Excellent book. A balanced review from Business Week:

businessweek.com

Ringmasters of the Financial Circus

THE FORTUNE TELLERS
Inside Wall Street's Game of Money, Media, and Manipulation
By Howard Kurtz
Free Press -- 326pp -- $26

The stock market is the hottest soap opera of our time. It gets top billing at cable networks, newspapers, and talk shows.
The coverage has helped fuel a sharp rise in equity ownership: 48% of the U.S. population now owns stock, up from 32%
just 10 years ago. The media have made celebrities of once-obscure Wall Street analysts and plugged Internet company
CEOs. But the most influential stock-market stokers may be the media's own cast of characters: financial journalists.
Howard Kurtz, media reporter for The Washington Post, takes us inside their glitzy yet often suspect world in his
spirited, gossipy The Fortune Tellers.

The volume is not strictly a media tale. Kurtz takes note of such celebrity analysts as Henry Blodget, of Merrill Lynch &
Co., and Kim Polese, the flashy CEO of software maker Marimba Inc. But at heart, this is an enthusiastic chronicle of
the explosion in celebrity-financial journalism. It illuminates conflicts of interest, where ''scoop-hungry reporters rarely
question whether the gurus they cover are right or wrong.'' Yet it acknowledges some as bona fide newsmakers as well
as reporters. And, in chapters that may fascinate financial-news junkies but try others' patience, it elevates newsroom
chitchat to the status of legend. Wonder why CNBC's Ron Insana stopped wearing a toupee? Or why TheStreet.com's
James Cramer and his wife sought marriage counseling? It's all in Kurtz's account.

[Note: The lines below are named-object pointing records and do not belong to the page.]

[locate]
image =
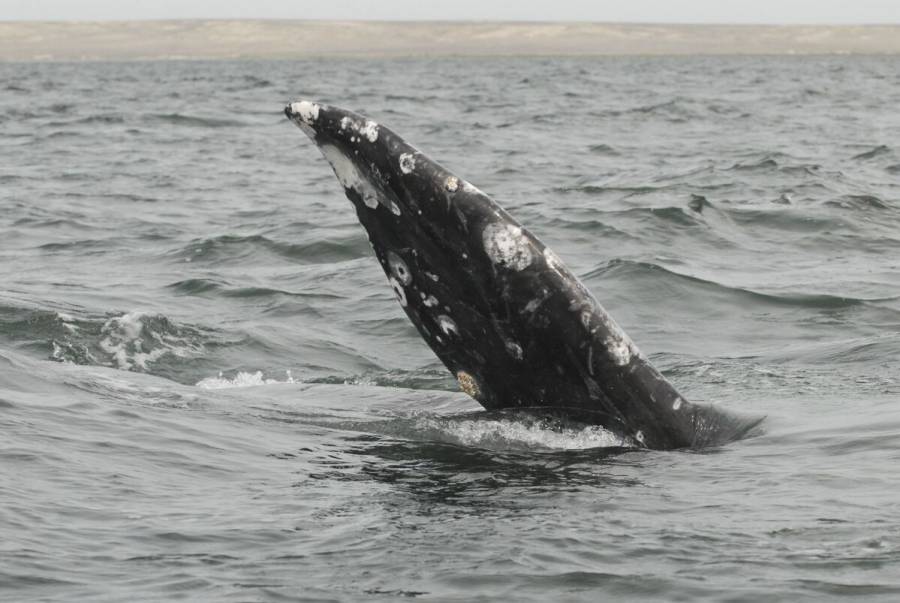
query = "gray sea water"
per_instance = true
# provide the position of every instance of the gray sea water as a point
(208, 391)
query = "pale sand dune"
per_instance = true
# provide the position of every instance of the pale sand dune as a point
(28, 41)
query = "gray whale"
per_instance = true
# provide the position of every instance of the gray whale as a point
(515, 327)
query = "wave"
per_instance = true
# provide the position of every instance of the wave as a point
(220, 288)
(193, 121)
(859, 202)
(873, 153)
(132, 341)
(627, 269)
(324, 249)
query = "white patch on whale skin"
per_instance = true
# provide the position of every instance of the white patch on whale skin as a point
(370, 130)
(619, 346)
(398, 290)
(308, 112)
(348, 175)
(507, 246)
(407, 163)
(472, 189)
(514, 349)
(447, 325)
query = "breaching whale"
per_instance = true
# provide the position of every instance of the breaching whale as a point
(498, 307)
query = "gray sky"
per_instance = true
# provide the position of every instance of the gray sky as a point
(658, 11)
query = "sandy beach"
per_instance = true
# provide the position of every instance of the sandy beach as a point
(154, 40)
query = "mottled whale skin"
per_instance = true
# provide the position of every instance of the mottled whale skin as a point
(499, 308)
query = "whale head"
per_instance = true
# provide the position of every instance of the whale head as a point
(446, 248)
(508, 319)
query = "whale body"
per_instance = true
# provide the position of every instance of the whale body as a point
(502, 312)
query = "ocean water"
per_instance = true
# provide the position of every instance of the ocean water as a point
(208, 391)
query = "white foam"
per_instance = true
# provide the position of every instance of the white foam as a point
(124, 338)
(507, 433)
(242, 379)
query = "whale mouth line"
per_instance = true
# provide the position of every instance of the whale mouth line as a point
(511, 323)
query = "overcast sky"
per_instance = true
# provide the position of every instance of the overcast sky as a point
(658, 11)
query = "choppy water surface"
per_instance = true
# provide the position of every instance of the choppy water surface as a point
(207, 390)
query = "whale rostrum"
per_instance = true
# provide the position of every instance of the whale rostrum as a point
(515, 326)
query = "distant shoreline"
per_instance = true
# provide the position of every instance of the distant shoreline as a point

The author offers up mini-morality plays starring, among others, Cramer, former CNN Moneyline chieftain Lou Dobbs,
and irreverent wisecrackers Mark Haines and David Faber from CNBC's Squawk Box. Then there are columnists such
as this magazine's Gene G. Marcial, who reports the buzz on Wall Street and moves the market. (Even this reviewer is
mentioned, having written an article that Kurtz says obstructed a potential buyout of TheStreet.com.)

Television executives didn't envisage much of an audience for business news until the early 1970s, when NBC's Irving R.
Levine began reporting on wage and price controls and oil embargoes. In 1979, PBS launched Wall Street Week with
Louis Rukeyser. CNN followed with Moneyline in 1980. Then came the Financial News Network, the first with all-day
business coverage. CNBC began in 1989, and in 1995, CNN Financial News (CNNfn). The emergence of the explosion
of the Web in the '90s, coupled with the longest bull market ever, begat do-it-yourself investing. Internet news outlets
sprang up, personal-finance magazines multiplied, and eyeballs got glued to the likes of CNBC, where viewership has
more than doubled in the past three years.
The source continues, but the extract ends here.